The number of cancer cases is expected to increase by 40% in 20 years and reach nearly 30 million new cases per year in 2040 . Therefore, it is of utmost importance to get a grip on cancer prevention and early diagnosis. Colorectal cancer (CRC) is the third most commonly diagnosed and the second most deadly cancer worldwide . Because it begins insidiously, 20% of CRC cases are not discovered until cancer has already outgrown the colon . Detecting tumors at an early stage represents a major opportunity to reduce CRC morbidity and mortality and improve patient prognosis. Renal cell carcinoma is the ninth most common cancer worldwide, with an increasing incidence due to growing obesity rates, smoking and alcohol consumption. In most cases, renal cell carcinoma is diagnosed incidentally on imaging, and rarely presents with either classic symptoms such as hematuria and flank mass or paraneoplastic syndromes or varicocele in men . 35% of renal cell carcinoma cases are detected at the metastatic stage, and no current screening test is available.
Cell-free DNA (cfDNA) found in the bloodstream is primarily a byproduct of cell death in both normal and cancer cells . Circulating DNA fragments are mainly short molecules with an average length of mononucleosome size that tend to be more fragmented in internucleosomal linkers and open chromatin regions. This leads to a biased, non-random fragmentation pattern . Moreover, tumor-derived DNA fragments (ctDNA) tend to be shorter than the non-tumor cell-derived fraction, and constantly accumulating evidence suggests that cfDNA fragmentation may serve as a cancer biomarker at the whole-genome level [6, 7]. Some studies argue the presence of specific genomic regions with preferential tissue-specific or tumor-specific cfDNA fragmentation . Recently, several groups have thoughtfully characterized open chromatin landscapes in human cancer [9, 10], allowing further extrapolations to the cfDNA fragmentation footprints . Here, we focus on targeted high-resolution profiling of cancer-specific open-chromatin regions in cfDNA from the blood of healthy individuals and patients with colorectal and renal cancers. We demonstrate that the proposed approach can facilitate cancer detection.

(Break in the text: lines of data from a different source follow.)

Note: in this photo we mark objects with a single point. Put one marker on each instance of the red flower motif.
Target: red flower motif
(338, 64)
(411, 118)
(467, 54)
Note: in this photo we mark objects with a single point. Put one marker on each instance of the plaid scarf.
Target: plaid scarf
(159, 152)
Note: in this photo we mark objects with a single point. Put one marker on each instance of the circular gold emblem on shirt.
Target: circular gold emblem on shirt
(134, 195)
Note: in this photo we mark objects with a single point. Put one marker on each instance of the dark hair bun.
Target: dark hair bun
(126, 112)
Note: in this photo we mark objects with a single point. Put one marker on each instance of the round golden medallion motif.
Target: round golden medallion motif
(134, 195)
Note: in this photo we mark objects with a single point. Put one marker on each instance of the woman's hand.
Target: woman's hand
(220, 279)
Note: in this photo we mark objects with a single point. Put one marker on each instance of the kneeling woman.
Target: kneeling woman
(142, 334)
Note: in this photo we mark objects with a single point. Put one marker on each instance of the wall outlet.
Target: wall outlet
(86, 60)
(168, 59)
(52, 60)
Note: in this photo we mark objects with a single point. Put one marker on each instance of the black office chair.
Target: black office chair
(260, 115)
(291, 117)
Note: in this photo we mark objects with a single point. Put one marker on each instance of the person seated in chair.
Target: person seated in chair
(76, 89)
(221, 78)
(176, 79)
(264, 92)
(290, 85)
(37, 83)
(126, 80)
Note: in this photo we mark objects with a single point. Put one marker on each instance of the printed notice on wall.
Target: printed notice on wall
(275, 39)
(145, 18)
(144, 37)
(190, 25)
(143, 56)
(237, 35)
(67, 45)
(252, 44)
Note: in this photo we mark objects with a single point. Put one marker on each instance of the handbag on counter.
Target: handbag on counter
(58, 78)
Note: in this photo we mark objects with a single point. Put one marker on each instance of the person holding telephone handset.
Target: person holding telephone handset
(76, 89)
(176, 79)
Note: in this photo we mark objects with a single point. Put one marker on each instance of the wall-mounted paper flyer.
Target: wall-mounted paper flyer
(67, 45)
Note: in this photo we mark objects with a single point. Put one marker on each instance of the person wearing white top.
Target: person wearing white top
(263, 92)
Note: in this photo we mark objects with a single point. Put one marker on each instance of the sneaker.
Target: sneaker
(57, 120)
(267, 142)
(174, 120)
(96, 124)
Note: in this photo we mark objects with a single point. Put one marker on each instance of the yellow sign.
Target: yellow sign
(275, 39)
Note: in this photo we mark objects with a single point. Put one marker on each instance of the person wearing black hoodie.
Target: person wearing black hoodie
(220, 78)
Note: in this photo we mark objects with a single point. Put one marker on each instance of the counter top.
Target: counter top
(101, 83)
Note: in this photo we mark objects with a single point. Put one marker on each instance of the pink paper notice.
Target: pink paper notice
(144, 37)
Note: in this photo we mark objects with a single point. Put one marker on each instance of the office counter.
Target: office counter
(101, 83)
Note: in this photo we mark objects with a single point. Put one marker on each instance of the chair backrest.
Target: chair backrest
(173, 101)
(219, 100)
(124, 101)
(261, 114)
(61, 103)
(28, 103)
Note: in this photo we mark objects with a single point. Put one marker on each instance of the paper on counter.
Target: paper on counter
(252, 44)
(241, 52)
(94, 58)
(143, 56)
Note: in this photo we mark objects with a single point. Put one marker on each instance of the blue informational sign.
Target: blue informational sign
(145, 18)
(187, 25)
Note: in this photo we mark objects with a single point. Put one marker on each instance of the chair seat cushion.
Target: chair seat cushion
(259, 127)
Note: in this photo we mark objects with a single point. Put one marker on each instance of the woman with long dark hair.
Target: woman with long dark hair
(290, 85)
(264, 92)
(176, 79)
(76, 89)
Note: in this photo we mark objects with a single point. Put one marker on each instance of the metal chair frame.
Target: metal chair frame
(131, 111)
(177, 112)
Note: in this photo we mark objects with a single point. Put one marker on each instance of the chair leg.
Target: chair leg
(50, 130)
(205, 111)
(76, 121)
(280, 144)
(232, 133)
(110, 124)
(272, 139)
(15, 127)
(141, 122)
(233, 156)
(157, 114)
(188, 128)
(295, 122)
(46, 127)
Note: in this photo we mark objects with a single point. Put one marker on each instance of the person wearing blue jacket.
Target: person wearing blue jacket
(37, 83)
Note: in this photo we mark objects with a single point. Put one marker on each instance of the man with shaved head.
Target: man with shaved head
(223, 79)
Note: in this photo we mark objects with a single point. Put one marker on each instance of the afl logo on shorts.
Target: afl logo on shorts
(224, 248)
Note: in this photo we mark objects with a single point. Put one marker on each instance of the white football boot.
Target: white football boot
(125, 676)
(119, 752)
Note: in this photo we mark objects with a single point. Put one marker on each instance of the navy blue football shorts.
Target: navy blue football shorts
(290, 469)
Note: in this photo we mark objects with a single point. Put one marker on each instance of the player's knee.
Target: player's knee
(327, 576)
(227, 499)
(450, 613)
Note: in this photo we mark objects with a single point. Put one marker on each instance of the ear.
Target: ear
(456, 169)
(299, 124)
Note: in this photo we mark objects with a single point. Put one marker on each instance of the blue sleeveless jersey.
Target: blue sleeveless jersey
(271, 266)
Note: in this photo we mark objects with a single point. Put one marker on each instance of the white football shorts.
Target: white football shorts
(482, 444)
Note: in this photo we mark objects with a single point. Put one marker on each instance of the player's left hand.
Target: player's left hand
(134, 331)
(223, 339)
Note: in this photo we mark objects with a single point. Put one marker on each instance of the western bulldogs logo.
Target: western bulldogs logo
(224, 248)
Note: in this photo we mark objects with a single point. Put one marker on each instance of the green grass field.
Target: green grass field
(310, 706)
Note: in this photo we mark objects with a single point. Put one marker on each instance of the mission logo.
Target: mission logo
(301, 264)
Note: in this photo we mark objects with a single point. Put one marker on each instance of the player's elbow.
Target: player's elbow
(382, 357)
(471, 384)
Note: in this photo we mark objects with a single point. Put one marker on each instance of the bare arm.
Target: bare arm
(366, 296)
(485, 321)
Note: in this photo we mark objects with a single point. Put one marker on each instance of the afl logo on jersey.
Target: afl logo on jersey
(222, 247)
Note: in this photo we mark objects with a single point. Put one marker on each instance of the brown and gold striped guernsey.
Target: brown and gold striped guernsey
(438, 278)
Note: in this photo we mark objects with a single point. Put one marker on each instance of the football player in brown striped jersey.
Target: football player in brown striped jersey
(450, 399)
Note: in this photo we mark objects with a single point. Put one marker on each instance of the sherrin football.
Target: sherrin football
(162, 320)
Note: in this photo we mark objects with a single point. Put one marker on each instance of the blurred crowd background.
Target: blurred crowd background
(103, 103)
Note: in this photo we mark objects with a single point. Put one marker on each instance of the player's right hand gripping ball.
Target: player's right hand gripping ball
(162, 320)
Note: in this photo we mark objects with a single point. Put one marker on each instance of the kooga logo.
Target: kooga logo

Targeted fragment end profiling in cfDNA
To design an assay capable of capturing cfDNA fragment end profile shifts in cancer, we examined the available ATAC-seq datasets of 410 tumor samples from The Cancer Genome Atlas (TCGA). These data characterize chromatin accessibility in 23 cancer types, including colon adenocarcinoma (COAD) and renal cell carcinoma (RCC) with a peak resolution of 500 bp . Of these, we selected 48 COAD-specific and 48 RCC-specific peaks based on their normalized scores and specificity for the corresponding cancer type (Supplementary Fig. 1). To accurately analyze cfDNA fragment end profiles (cfDNA-FEP) in genomic regions of interest, we used a modified anchored multiplex PCR approach followed by NGS . Briefly, ligation of the universal adapter to cfDNA is followed by primer extension from the target primer pool such that the resulting products contain universal adapter sequences at the 3′-ends. The ligated adapters contain unique molecular identifiers (UMIs) to effectively remove PCR duplicates during downstream analysis and converge read counts to the number of original cfDNA molecules. Subsequent amplification is performed with universal primers to reduce PCR biases. This scheme allows for targeted amplification while preserving information about the original end coordinates of the cfDNA fragments (Fig. 1A). The distributions of relative end positions reflect cfDNA fragmentation profiles specific to each target region. We hypothesized that the cfDNA end profile pattern in open-chromatin regions might differ between healthy individuals and cancer patients.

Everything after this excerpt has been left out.